Intrawest is reported to be “in the initial stages of reaching out to potential buyers, including buyout firms,” Reuters reported. It could be years or just a matter of time before more Intrawest areas are sold.
The private equity firm Fortress Investment Group, LLC, is the majority-owner of Intrawest. Fortress took Intrawest private in 2006 for $2.8 billion and in 2014 took it public again. Now the former ski resort giant appears to be getting out of the ski business, and with great snow seasons at some of its resorts that could be fortuitous timing as far as sales prices go.
Intrawest’s recent sale of Whistler Blackcomb to Vail Resorts for over $1 billion was the largest price ever paid for a ski resort and along with Vail Resorts’ 2015 acquisition of Perisher in Australia for $136 million, it’s a sign that Vail Resorts is making a serious foray as a global ski resort company. Vail also partners with several European resorts for limited ski days at each for its Epic Pass holders.
Jay Peak and Burke Mountain
The sales of Stratton (via Intrawest ownership) and Stowe are not the only ones likely. When the Jay Peak case gets settled, it is possible we’ll see new owners for Jay and sister area Burke Mountain. Whether an independent owner or one of the major players will do that remains anyone’s guess, but the consolidation trend has been around and growing since the 1990s.

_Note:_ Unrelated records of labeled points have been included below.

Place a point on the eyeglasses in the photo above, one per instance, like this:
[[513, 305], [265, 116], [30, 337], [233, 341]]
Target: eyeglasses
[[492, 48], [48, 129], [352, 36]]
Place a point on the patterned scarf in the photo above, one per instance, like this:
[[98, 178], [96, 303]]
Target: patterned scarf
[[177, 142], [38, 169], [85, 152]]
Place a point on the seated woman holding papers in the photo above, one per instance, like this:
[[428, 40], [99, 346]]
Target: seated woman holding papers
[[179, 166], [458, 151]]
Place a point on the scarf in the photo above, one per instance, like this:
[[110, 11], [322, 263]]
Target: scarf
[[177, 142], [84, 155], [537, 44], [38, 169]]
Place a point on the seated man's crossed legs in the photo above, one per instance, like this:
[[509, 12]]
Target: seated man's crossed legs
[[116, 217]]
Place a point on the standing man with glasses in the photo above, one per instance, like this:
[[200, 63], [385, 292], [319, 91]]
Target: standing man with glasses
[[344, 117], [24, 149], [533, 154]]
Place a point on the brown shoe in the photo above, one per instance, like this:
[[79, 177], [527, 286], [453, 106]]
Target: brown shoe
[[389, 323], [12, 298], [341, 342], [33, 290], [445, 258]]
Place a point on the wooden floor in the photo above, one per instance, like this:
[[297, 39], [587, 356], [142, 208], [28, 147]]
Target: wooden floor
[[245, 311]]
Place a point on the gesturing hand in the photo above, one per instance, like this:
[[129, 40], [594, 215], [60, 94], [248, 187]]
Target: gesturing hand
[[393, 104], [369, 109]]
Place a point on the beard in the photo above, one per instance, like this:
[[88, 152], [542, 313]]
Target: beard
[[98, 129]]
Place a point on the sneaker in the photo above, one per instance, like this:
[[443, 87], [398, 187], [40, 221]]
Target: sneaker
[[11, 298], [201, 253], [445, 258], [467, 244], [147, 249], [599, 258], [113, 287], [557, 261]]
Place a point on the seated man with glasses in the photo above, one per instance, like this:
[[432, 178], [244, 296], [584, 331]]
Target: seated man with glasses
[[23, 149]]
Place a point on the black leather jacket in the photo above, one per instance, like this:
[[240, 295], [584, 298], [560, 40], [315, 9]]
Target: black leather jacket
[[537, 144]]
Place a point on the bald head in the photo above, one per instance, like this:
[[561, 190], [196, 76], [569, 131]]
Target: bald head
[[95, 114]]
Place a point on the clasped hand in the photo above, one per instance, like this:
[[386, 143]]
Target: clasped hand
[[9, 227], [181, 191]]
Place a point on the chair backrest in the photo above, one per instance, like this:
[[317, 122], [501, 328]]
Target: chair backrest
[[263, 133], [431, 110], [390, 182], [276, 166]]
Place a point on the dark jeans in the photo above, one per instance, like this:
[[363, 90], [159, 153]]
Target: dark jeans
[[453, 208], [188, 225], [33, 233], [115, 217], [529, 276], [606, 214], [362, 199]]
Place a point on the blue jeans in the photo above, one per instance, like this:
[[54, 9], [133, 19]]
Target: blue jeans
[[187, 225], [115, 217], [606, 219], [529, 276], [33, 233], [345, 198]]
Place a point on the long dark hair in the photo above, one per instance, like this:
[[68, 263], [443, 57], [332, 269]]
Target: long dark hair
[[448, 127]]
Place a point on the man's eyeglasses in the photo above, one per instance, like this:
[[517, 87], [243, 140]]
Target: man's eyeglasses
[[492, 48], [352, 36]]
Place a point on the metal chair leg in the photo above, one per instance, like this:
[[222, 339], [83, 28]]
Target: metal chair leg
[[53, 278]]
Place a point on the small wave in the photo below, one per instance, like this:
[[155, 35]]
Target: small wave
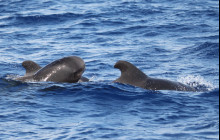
[[197, 82], [206, 50], [45, 19]]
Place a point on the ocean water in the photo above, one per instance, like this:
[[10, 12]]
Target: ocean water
[[171, 39]]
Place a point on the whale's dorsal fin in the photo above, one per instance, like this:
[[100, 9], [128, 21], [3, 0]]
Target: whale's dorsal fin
[[30, 67], [130, 74]]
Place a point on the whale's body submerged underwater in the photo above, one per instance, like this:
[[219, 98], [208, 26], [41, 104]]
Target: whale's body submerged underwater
[[65, 70], [131, 75], [70, 70]]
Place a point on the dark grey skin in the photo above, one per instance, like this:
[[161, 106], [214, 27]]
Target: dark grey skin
[[65, 70], [131, 75]]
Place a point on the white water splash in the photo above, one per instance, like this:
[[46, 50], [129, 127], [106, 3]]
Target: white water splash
[[197, 82]]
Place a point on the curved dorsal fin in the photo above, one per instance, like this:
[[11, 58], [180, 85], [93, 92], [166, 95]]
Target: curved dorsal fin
[[30, 67], [130, 74]]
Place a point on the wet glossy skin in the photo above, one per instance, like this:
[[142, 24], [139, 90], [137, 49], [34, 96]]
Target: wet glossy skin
[[133, 76]]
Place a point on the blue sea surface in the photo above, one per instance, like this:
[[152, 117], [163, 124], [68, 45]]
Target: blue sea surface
[[170, 39]]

Still the last three Vermont ski-area purchases have been by individuals and local groups. Local volunteers worked to revive the former Ascutney resort into a small non-profit hill (with plans to grow) while others have rescued good mountains as private areas. In the case of the former Bear Creek (Round Top Mountain), it is now Plymouth Notch Ski Area, a private winter club in its third season, and Haystack Mountain is in its fifth season as the Hermitage at Haystack Club.
It is not known if any other areas might be for sale at this time, but one thing industry experts agree on is that “any area can be bought for the right price.”
Jim Barnes, the owner of the Hermitage Inn in southern Vermont, wasn’t looking to buy a mountain resort in 2011 but he did, chalking up the rescue of Haystack to “a compelling price and an offer that you can’t refuse.”
With a belief that the private club model could work, millions have been invested at the area, which has grown to 900 members, making the Hermitage Inn Real Estate Holding Company, LLC, the fastest growing privately-owned company in the state for the last three years and landing it at no. 133 on INC. magazine’s top 5,000 list in 2016.
If Vail Resorts sees potential at Stowe that meets its business model, that Eastern acquisition could become breaking news any day. Burke and Jay will likely take longer due to the legal situation and receivership. Stratton has been looked at by other companies in the past so if there is validity to Intrawest Resort Holdings looking to sell, Stratton also could eventually see a new owner.

One comment on “From Stratton to Stowe, Burke and Jay, ski resort ownerships may change

  1. Am I the only one that feels like Vail is the Empire and the rest of the resorts are the rebel forces in Star Wars. They’re literally purchasing every resort across the country and there isn’t anyone else following that business plan. I think it wouldn’t be as bad if there were three or four companies doing the same thing but no one else is. It seems to be working for them so why aren’t other companies doing it? Anyways, let’s hope they don’t become the Mon Santo of skiing.